Le ciel se dégradait en quatre gris à la mode et j’errais chez moi dans un t-shirt délavé de dimanche matin, celui de la tournée Road Apples des Tragically Hip. En enfilant dans un automatisme le chandail on ne peut plus unisexe, son 1991 m’avait accroché l’esprit pour la première fois depuis longtemps. Calcul mental les yeux fixes : bientôt 25 ans que je l’avais, du temps d’avant les t-shirts de fille toujours trop petits. Mystérieuse affaire qu’il ait voyagé de place en place avec moi. Tout aussi étrange, par ailleurs, que celle d’arriver à un âge où 25 ans plus tôt on était déjà pleinement conscient d’exister, debout dans une salle de concert maintenant disparue.
Dans mon gaminet de gars, les manches aux coudes et tragiquement unhip, je me suis regardée de dos dans le miroir pour lire les titres à l’envers. Y’avait plus grand-chose qui me disait quelque chose, et le reste avait certainement mal vieilli. Un popsicle à la main, j’ai écouté des bouts de l’album en ligne pour le fun du temps qui se plie en 25 dans le sens de la longueur. Magnifique machine à voyager par en arrière, la musique, surtout quand elle réussit, en trois barres, à nous ramener à une époque où juste frencher sur fond de guitare nous collait au plafond comme des débutants.
C’était la période de l’année où mon voisin de rez-de-chaussée m’apportait des griottes de l’arbre en bas et la tradition voulait qu’il cogne à ma porte de cuisine, que je n’utilise jamais. Par conséquent, la tradition voulait aussi qu’il apparaisse chaque fois par surprise avec son tupperware alors que je déambulais en culottes pas très longues ou tout autre habit qu’on porte quand on n’attend personne.
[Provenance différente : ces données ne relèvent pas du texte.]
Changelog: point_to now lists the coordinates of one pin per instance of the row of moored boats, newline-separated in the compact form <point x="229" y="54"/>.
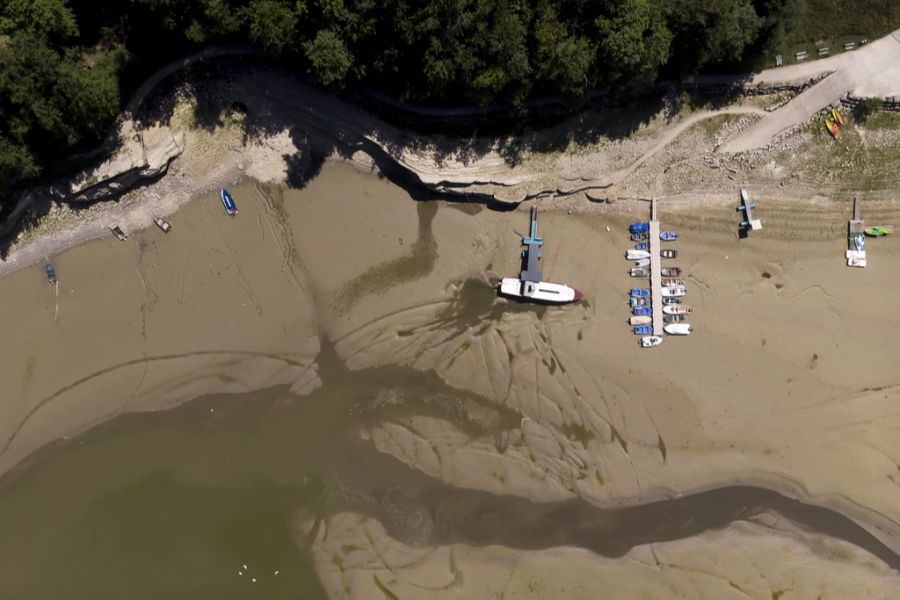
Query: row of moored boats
<point x="672" y="291"/>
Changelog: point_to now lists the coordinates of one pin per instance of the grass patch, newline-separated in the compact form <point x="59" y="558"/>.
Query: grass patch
<point x="837" y="21"/>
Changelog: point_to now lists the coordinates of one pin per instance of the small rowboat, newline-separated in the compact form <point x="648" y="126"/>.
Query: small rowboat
<point x="677" y="309"/>
<point x="678" y="328"/>
<point x="117" y="231"/>
<point x="673" y="292"/>
<point x="650" y="341"/>
<point x="837" y="116"/>
<point x="228" y="202"/>
<point x="164" y="225"/>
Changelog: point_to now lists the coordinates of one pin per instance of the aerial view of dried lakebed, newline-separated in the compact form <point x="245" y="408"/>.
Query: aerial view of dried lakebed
<point x="267" y="343"/>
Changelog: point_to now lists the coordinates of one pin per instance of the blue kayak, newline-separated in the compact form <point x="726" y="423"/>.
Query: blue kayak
<point x="228" y="202"/>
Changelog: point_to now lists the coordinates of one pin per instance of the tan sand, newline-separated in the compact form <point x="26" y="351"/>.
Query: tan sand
<point x="356" y="558"/>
Dans mon attirail canadiana des années 90, le risque que la scène se répète pour une 4e année consécutive était élevé.
« Morello », qu’il m’avait dit la première fois en me présentant le contenant. À part un autre groupe du siècle dernier, le mot n’avait rien éveillé de mon côté, et l’amplitude de sa moustache confirmait qu’on ne parlait certainement pas de ça. J’avais accepté le bol avec un sourire, en me demandant ce que j’allais bien faire de ces fruits rouges qu’il m’avait décrits comme ne se mangeant pas « crutes ». J’étais, de toute évidence, prise en bobettes avec un projet de gâteau.
Dimanche, j’aurais accepté volontiers l’activité annuelle de pâtisserie pour casser la monotonie de cette première vraie journée aux couleurs de la saison. Mais si j’en jugeais l’arbre intact et lourd de ses fruits, monsieur Cortés ne se pointerait pas chez moi cette année. J’ai bu le reste de mon Mister Freeze générique en me demandant pourquoi je ne méritais plus de griottes.
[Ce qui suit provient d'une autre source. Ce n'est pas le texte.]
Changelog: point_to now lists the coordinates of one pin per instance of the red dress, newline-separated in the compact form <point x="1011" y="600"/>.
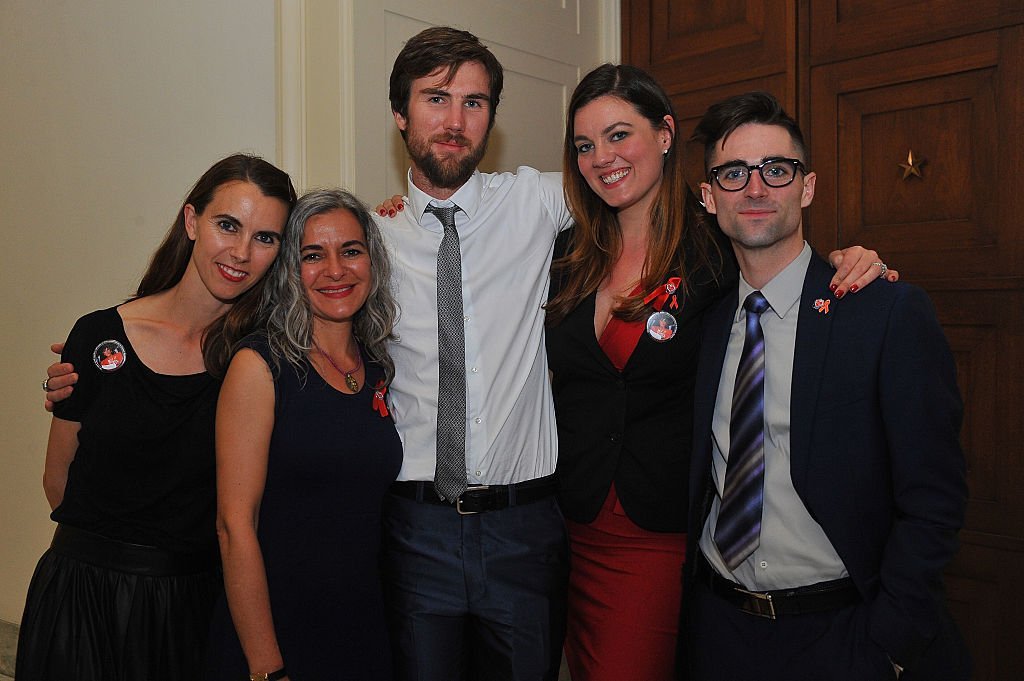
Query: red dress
<point x="626" y="583"/>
Sur le balcon, comme un monument érigé à 2015, le goulot de la bouteille de champagne sabrée le 31 janvier n’avait pas bougé. Je l’enlèverais un jour de là, au bon moment. Au printemps, j’avais ramassé le bouchon de sous la table pour le déposer sur un bord de fenêtre encore enneigé. C’est correct que les petits symboles soient parfois gros, mais faut pas non plus s’enfarger dedans, métaphoriquement parlant ou non.
Comme le t-shirt d’un band qu’on n’écoute plus depuis deux décennies, il y a ces objets comme des portails vers d’autres moments. C’était quoi, le film, déjà? Le titre m’est revenu sous la douche et j’ai aimé l’allégorie : Contact. L’idée de se garder des wormholes me plaisait. Tant qu’on ne plongeait pas dedans au lieu de regarder en avant, c’était correct d’avoir des points de contact avec les autres chapitres de son histoire. Pour la perspective, peut-être, ou pour réaliser, le temps d’un popsicle, qu’on peut encore vivre des émotions qu’on croyait jusque-là purement adolescentes. Fallait juste pas se vautrer dans les vieilles affaires tout un dimanche. J’avais pas de misère avec ça; j’avais de bien plus beaux chandails aujourd’hui. J’ai plié le vieux t-shirt et l’ai rangé dans le tiroir du bas.